Thursday, September 19, 2013


(Excerpt from Ch. 15 "Wordsmithing on my summit" from Leona's book-in-progress)

Dear Lord,

I'm in a dilemma. When I have a computer problem in my word processing, my high tech sons keep telling me, "Just be logical, Mom!" I have a hard time trying to do that.
I’m not complaining, Lord—just putting in a request through channels. My valued Guardian Angel has been faithfully with me 24/7 since my conception. I really appreciate him. You created him smart as a whip, wise, alert, skillful, and powerful as are all Your heavenly messengers. He is multi-gifted and he helps me multi-task. He does marvels for me in every area of my life. But, forgive me for mentioning it, perhaps he is not too sharp in the technical department.

Be that as it may, Lord, I really need a Techy Angel to assist him in these highly specialized days in which I live as I try to serve you through my published words.

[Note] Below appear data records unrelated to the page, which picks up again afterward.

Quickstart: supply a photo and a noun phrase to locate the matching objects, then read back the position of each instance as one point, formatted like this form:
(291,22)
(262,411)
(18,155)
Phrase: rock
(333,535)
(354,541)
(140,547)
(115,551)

My four sons give me immeasurable help in computer technology and provide me with state-of-the-art equipment. But they are still mortal and limited and not always available to help me. Of course, being more skillful and experienced than I am, they lovingly scold me when I’ve got into some computer confusion. They first ask me accusingly what I did to get myself into this fix. That intimidates me! Usually I don't know. My sons keep telling me that I should simply follow the prompts to solve my own problems. I honestly can’t, Lord, because sometimes I really don’t even know what the questions or options mean in order to make a decision. I hesitate to venture into unknown areas “above my pay grade.”

My loving sons always do come through to rescue me and give me a new start. Without doubt they have their own Guardian Angels who are probably more tech-savvy than mine. He helps me with the creative stuff.  Forgive my adult boys, Lord—sometimes they shout at the computer calling it stupid in their anger when they themselves may have hit a brick wall trying to figure out a certain problem. 

When I get into some unsolvable-to-me computer predicament, my son Rick can even magically guide my cursor from another location without being present with me. Awesome! He tells me just to sit back, and I watch the monitor with amazement while he guides the cursor here and there in the squigglies of computer language, right at the heart of this thing. He makes his way around in its inner workings like a brain surgeon. That’s so much like You, Lord, when You take over to solve some life mess I’ve made. I relax and let you do the driving.

But I’d really like to have a Techy Angel on duty all the time to assist my Guardian Angel because I’m so often frustrated with the hardware and the software. You’ve given me a dominant right brain and I deal primarily with creatively processing words to help people draw closer to You. I can’t seem to think in a technical direction. It was so simple in my earliest days of writing when all I needed was a black manual Underwood typewriter whose carriage you had to push back to start another line and you had to use “White-out” fluid for corrections and onion skin paper and carbon paper for copies. And there was no such thing as a printer.

Oh no, Lord, I wouldn’t want to regress from the marvelous ease of this technological and electronic age! Certainly I wouldn’t like to go back to how it was with a manual typewriter—or to a quill and parchment or chiseling words in stone! Thank you for all the advancements at my disposal to accomplish the divine tasks of Your Kingdom!

But the vehicle of writing and publishing these days seems to demand a stronger left brain. Lacking that, I need a Techy Angel with a left brain to help me. If You want to send a human one, I will be so grateful. If you send an invisible angel, brilliant and mighty directly from Your Throne Room, that would be so cool! I’d take good care of him, feed him angel food cake, and laud and applaud him. It would make my writing life a whole lot easier, thank You.